O Tribunal de Justiça da Paraíba (TJPB) rejeitou, na quarta-feira (11), o habeas corpus com pedido de liminar apresentado pela defesa do influenciador Hytalo Santos e do marido dele, Israel Natã Vicente, ambos alvo de investigação por crimes ligados à exploração infantil.

A petição, da qual o Portal MaisPB teve acesso, pedia a anulação de atos processuais e sustentava irregularidades no andamento do processo, citando “suspeições” e a suposta utilização de jurisprudências geradas por inteligência artificial em decisões judiciais.

O pedido foi analisado pelo desembargador João Benedito da Silva. Na peça, os advogados alegaram que o magistrado originalmente responsável pelo caso declarou suspeição sem esclarecer em que momento teria surgido o motivo que justificaria tal declaração. Para a defesa, essa ausência de indicação impediria a definição sobre a validade dos atos praticados no processo.

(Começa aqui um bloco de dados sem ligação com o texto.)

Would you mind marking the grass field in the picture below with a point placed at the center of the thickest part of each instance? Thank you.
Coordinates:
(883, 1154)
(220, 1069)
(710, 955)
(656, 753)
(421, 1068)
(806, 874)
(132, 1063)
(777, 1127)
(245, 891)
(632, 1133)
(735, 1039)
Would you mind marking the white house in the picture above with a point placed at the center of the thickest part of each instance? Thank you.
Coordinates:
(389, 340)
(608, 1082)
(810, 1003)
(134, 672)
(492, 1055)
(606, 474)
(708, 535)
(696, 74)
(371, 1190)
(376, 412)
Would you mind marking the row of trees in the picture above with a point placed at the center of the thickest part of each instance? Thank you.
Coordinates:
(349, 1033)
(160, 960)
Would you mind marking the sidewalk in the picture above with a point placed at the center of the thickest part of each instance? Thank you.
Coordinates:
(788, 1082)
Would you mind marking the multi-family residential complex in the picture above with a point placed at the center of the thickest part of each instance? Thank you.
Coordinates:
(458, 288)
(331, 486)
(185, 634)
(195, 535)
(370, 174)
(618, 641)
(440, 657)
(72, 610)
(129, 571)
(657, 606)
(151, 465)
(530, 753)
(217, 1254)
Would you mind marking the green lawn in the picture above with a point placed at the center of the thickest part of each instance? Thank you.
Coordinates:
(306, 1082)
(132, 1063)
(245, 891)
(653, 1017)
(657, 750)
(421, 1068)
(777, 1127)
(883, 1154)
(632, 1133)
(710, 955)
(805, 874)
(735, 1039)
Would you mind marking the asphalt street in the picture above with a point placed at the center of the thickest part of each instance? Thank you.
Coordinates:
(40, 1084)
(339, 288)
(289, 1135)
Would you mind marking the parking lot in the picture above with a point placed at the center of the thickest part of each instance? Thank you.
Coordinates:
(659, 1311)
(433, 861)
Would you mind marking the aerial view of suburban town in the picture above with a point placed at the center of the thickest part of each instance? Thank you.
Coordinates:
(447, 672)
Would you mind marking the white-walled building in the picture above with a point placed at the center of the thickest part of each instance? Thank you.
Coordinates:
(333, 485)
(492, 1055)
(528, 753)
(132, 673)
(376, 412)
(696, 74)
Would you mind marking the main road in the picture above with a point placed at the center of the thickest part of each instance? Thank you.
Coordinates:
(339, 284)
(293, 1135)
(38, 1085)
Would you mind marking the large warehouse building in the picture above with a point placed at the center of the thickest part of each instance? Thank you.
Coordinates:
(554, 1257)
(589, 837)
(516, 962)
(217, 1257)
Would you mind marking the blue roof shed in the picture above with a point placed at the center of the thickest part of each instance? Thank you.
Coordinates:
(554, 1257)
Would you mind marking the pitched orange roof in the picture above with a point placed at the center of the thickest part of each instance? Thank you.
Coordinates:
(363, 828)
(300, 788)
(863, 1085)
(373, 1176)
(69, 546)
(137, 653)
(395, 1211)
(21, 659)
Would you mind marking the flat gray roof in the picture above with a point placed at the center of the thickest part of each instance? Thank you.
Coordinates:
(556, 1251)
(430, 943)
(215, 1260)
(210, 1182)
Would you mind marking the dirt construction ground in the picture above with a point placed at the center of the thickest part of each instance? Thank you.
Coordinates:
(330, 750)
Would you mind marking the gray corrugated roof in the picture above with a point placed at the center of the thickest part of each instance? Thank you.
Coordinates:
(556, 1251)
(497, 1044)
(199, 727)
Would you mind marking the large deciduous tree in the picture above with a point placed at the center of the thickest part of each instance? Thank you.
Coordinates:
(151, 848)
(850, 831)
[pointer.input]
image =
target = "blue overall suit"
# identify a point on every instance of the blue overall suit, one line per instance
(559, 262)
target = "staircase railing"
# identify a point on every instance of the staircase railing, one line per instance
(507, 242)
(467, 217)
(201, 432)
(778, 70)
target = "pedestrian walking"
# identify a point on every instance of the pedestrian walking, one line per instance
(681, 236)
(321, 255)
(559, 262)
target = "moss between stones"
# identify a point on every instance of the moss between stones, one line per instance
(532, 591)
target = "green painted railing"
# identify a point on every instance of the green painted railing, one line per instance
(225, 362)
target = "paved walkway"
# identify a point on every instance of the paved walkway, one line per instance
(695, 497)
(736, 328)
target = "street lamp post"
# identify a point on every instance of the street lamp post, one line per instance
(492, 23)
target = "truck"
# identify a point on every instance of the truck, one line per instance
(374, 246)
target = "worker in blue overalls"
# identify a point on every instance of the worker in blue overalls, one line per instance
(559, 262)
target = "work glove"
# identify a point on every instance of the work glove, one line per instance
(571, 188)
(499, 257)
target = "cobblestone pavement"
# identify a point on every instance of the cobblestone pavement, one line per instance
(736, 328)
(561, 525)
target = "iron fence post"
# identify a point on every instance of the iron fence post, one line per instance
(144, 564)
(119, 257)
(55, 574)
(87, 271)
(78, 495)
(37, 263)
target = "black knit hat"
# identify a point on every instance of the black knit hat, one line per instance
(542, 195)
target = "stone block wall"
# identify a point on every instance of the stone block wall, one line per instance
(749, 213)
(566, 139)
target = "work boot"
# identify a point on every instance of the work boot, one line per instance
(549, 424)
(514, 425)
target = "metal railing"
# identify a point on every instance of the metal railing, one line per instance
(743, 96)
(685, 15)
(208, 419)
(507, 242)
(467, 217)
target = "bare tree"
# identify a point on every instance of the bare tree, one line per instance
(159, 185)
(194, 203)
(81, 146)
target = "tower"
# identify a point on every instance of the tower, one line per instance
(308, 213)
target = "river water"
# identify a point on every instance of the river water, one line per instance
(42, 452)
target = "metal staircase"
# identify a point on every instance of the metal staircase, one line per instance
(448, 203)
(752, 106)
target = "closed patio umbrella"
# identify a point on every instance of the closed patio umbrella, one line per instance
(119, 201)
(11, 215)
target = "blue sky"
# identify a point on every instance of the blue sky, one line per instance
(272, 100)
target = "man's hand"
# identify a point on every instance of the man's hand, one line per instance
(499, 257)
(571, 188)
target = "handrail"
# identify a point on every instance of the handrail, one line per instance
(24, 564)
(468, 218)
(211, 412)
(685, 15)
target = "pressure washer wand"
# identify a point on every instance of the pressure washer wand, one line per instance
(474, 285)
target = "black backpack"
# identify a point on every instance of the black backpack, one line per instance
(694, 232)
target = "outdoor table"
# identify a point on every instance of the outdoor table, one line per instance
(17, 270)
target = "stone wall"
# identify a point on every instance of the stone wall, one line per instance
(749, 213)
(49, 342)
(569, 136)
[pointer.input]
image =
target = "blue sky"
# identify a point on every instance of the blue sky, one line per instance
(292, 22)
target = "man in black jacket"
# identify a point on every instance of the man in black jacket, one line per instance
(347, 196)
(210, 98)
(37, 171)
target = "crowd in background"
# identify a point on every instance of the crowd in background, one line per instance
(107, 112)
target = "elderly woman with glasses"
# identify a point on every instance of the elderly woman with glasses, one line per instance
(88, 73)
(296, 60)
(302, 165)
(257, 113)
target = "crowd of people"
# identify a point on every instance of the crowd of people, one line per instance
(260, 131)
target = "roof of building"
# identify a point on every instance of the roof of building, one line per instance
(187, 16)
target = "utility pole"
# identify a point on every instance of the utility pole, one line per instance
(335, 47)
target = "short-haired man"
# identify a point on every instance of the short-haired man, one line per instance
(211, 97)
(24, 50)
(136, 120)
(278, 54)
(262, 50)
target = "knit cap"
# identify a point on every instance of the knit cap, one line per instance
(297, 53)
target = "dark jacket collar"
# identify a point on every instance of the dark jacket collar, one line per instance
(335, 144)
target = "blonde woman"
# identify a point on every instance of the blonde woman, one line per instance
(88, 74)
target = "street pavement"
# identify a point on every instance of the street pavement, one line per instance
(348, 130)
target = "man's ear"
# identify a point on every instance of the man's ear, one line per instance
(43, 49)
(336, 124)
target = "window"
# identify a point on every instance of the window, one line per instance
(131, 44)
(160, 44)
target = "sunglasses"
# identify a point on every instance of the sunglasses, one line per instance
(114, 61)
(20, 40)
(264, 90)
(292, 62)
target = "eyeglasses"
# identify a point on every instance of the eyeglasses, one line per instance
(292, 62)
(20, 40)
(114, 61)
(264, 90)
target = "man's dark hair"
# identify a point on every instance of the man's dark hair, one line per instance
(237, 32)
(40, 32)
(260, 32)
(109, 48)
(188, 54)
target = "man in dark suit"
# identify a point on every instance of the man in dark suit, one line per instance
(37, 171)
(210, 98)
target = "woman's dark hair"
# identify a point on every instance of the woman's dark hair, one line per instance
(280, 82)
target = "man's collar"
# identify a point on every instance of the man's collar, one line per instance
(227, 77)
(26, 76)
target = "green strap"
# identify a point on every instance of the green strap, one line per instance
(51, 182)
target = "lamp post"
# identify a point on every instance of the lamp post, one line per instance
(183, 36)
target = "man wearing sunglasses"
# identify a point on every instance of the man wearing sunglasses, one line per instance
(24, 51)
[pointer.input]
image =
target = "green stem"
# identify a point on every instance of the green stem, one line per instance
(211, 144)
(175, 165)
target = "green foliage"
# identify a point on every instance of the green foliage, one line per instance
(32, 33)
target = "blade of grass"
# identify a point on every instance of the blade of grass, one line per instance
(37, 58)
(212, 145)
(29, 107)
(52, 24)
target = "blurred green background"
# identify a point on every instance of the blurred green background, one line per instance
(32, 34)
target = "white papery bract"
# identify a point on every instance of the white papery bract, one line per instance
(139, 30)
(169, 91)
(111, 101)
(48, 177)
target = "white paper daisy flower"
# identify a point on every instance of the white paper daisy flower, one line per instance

Outra alegação levantada pela defesa foi que trechos jurisprudenciais mencionados na decisão que manteve a prisão preventiva teriam sido “criados por inteligência artificial”. Segundo a defesa, isso demonstraria falta de diligência na apreciação do processo e decisões tomadas “pro forma”.

Decisão do relator

Ao analisar o pedido, o relator destacou que a legislação autoriza um juiz a declarar-se suspeito por motivo de foro íntimo, sem a obrigação de explicitar as razões publicamente. O desembargador considerou que essa prerrogativa é de natureza pessoal e não configura, por si só, ilegalidade na declaração de suspeição.

O relator também mencionou precedentes do Superior Tribunal de Justiça (STJ) que indicam que a declaração de suspeição posterior não anula, automaticamente, os atos praticados anteriormente pelo magistrado.

Sobre a alegação de que decisões citaram precedentes inexistentes, possivelmente gerados por inteligência artificial, o desembargador assinalou que, mesmo reconhecendo eventual erro na citações, tal equívoco não justifica, isoladamente, a suspensão da ação penal. Segundo a decisão, as menções questionadas teriam servido apenas para confirmar o entendimento adotado pelo juiz de primeiro grau e não comprometeriam a decisão, a qual estaria fundamentada em elementos concretos que apontariam risco de reiteração criminosa e ameaça ao andamento da instrução processual.

Com base nesses fundamentos, o desembargador negou a liminar requerida pela defesa, mantendo a tramitação da ação penal que corre na 2ª Vara Mista de Bayeux.